甘々とロマンス中毒
𓂃❁⃘𓈒𓏸

顔を上げると、起きていたはずの一咲が気持ち良さそうな寝息を溢している。

さっきまで、スマホの画面とお見合いしながら、ふわふわ笑っていたはずなんだけど。しっかり寝てんじゃん。てか、爆睡してんだろ。

無防備すぎて心配だわ。さっきのだって。

———クリーム付いてる

「ちゃんと避けろよな」ため息混じりに一咲を眺めた。

小さな背中が規則正しい呼吸を繰り返す。彼女の眠りは深いらしく、起きる気配は一向にない。

このまま寝かしといてやりたいから、薄手のブランケットを肩に掛けて、一咲を抱き抱えた。俺の部屋に向かい、ベッドに寝かせる。

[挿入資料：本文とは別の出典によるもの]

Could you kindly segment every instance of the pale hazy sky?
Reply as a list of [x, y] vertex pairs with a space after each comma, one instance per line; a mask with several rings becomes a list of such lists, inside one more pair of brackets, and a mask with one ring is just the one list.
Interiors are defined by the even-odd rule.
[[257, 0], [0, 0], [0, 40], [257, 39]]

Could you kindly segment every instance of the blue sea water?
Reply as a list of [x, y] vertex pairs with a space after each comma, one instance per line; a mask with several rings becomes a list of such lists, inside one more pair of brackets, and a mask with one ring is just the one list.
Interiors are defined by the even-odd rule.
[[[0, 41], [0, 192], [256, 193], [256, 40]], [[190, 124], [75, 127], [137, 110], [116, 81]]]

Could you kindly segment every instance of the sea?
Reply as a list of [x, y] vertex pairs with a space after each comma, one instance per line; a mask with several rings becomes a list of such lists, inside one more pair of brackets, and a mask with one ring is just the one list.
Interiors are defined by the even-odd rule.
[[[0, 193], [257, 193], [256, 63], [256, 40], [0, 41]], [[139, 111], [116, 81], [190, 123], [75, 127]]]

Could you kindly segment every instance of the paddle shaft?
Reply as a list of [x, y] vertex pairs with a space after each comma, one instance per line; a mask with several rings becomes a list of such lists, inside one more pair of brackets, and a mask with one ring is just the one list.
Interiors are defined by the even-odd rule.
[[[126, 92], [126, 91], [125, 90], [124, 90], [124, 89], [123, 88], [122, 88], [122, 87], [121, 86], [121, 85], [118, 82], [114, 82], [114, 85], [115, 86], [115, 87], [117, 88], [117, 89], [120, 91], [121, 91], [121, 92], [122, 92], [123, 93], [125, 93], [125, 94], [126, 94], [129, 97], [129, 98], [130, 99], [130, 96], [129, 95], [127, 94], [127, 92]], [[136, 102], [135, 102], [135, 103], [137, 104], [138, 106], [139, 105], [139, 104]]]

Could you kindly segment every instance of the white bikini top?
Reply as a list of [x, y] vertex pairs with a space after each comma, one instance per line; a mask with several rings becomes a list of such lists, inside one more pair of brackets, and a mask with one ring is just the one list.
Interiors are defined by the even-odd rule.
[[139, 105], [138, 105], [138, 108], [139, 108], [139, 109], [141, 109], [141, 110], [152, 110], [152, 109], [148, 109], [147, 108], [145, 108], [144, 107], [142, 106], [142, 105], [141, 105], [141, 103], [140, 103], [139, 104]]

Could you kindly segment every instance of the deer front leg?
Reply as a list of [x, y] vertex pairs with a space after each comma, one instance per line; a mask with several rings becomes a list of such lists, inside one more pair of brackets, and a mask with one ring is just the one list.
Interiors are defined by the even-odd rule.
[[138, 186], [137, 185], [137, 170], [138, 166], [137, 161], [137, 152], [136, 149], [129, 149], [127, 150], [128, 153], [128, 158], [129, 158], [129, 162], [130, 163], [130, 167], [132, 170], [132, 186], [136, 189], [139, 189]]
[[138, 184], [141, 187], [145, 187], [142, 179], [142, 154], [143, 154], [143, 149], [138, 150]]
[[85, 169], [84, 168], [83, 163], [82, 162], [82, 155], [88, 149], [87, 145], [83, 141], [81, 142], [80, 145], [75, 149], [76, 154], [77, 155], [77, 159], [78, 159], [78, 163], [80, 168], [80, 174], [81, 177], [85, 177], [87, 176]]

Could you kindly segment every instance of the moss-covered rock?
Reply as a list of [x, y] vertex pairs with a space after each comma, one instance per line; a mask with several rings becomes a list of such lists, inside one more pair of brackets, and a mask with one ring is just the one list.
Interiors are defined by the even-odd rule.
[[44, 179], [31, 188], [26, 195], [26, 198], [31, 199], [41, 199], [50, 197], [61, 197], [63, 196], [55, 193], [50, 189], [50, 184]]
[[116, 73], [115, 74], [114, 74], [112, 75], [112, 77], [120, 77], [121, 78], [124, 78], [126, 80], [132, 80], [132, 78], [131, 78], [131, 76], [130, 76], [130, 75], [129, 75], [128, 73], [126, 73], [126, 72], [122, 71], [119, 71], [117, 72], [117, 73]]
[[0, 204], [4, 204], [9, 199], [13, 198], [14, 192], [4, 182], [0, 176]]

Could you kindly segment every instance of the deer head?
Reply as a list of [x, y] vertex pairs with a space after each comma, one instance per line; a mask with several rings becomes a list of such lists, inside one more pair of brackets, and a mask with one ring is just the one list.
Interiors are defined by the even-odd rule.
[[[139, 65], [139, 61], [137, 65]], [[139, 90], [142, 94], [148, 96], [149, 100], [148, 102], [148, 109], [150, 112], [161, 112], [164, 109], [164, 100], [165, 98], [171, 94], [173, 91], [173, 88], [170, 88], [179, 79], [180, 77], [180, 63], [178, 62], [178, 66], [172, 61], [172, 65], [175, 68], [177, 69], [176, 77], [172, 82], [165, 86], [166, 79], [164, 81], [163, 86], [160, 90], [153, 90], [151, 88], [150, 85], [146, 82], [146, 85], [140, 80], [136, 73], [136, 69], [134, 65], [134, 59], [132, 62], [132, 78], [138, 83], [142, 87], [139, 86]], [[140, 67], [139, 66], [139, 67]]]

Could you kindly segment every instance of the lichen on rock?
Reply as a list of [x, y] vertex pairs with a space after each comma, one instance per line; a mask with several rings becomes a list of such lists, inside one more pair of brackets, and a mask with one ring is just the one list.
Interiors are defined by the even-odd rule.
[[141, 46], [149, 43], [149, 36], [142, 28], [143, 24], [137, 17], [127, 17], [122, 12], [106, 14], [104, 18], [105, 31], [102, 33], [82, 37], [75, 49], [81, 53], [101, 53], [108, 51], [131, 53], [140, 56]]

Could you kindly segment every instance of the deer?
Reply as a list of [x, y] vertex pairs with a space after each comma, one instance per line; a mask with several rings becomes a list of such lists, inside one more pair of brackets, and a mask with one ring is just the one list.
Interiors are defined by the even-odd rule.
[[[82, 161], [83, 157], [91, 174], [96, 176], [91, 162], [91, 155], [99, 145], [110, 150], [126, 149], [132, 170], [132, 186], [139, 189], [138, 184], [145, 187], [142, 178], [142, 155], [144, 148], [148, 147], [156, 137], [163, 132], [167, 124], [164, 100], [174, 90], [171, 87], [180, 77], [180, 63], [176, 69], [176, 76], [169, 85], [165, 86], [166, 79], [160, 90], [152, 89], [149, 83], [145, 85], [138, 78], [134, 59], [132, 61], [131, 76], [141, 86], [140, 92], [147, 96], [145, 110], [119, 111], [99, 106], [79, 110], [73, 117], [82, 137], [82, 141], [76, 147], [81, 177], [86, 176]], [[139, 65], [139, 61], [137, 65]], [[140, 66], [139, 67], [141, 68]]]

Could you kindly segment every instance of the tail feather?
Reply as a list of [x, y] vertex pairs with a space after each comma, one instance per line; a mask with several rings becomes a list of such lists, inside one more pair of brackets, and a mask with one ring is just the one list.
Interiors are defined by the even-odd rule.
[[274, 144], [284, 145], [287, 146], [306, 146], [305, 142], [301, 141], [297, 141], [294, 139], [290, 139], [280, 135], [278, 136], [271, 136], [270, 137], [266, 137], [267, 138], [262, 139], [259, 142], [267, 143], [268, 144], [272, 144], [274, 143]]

結んだ唇にかかっている暗いブラウン色の髪を掬いとって、そのまま髪の間に指を差し込んだ。耳の先をそっと撫でつけると、甘いシャンプーの香りが鼻腔をくすぐった。

あどけなさの残る可愛い顔が、頬の真ん中だけ赤らんでいる。

どんな夢、見てんだろ。


「ンン〜〜…あやちゃ…お腹、いっぱい。ふふ」


正解は俺の夢。眩しすぎるほど、一途だ。

一咲が柔らかな掌を、俺の手の甲に重ねた。びっくりして肩が揺れるし、心臓は跳ねる。一咲の体温が俺の手を包むから困ってしまった。

ベッドの高さまで屈み、一咲を覗き込んだ。

朱色に染め上げた頬を指先で撫でて、ふにふにと触りたいが、今日はやめておく。なにかを失いそうで怖いから。


『寝顔かわいー…(すげー、赤ちゃんみたい)』


重なった手をゆっくり解いて、起きないのをいいことに、一咲の指を絡めとり、握った。

「ん〜〜むぅ…」と空気に溶ける甘やかな声。

眠り姫の露わになった耳に、悪い男は言葉をそっと落とす。